You need to pass both, but not in a fixed order. FINRA treats the SIE and the Series 7 as co-requisites, so you can technically take them in either sequence, and your registration as a general securities representative is complete only once both are passed. In practice almost everyone takes the SIE first, because you can sit it without a sponsor and get it out of the way early, then focus on the Series 7 once a firm hires you. Taking the SIE first also lightens the Series 7, since the foundational material is already fresh.
The Series 7 is harder. It is longer at 125 scored questions versus 75, it runs nearly four hours instead of under two, and it goes much deeper into options, municipal securities, suitability and recommendations. The SIE is broad but shallow, testing whether you recognize products and rules, while the Series 7 asks you to apply that knowledge to customer scenarios and calculations. Candidates who breeze through the SIE often underestimate the jump. The best way to close that gap is repeated practice on scenario questions rather than rereading, so you build the reasoning the Series 7 rewards.
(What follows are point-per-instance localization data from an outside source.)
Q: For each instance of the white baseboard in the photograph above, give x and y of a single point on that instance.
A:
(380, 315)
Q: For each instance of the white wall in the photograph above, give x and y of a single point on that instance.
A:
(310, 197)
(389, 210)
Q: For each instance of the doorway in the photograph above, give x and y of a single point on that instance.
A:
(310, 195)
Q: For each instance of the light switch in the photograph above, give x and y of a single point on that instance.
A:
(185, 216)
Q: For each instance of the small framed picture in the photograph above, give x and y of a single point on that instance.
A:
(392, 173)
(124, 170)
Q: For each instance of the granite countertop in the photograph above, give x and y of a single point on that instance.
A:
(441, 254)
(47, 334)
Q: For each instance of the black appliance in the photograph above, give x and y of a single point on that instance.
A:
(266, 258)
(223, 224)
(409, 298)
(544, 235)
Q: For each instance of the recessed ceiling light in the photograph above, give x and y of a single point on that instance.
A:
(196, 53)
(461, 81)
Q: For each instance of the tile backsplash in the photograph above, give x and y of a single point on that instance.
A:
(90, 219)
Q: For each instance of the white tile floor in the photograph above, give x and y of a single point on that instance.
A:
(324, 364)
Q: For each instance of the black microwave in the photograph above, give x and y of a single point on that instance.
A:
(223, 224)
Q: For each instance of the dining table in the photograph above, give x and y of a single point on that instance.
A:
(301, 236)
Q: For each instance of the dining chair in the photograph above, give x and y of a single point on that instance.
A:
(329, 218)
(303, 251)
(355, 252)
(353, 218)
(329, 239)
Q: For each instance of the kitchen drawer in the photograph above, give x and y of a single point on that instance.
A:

Both exams reward active recall over passive rereading. The most effective method is to close the book, answer practice questions from memory, then review what you missed and drill those topics again. The slow part is writing enough fresh questions, which is where an AI generator helps: upload your prep book, class notes or summaries and it writes exam-style questions with an answer key, so you can test yourself on material you have not already memorized the answers to. You can also turn your study notes into a quiz for short nightly sessions between full mocks. If your notes are handwritten, you can convert your handwritten pages into searchable text first so the generator can read every page.
Take the SIE first. It is the shorter, sponsorship-free foundation you can pass on your own timeline, and clearing it early makes you more attractive to employers and lightens the load when you sit the sponsored Series 7. Then take the Series 7 once a firm sponsors you, giving yourself extra study time for its heavier options and suitability content. Drill each exam with practice questions built from your own material, aim to clear the passing bar comfortably on mocks before you schedule, and you will move through both with far less stress.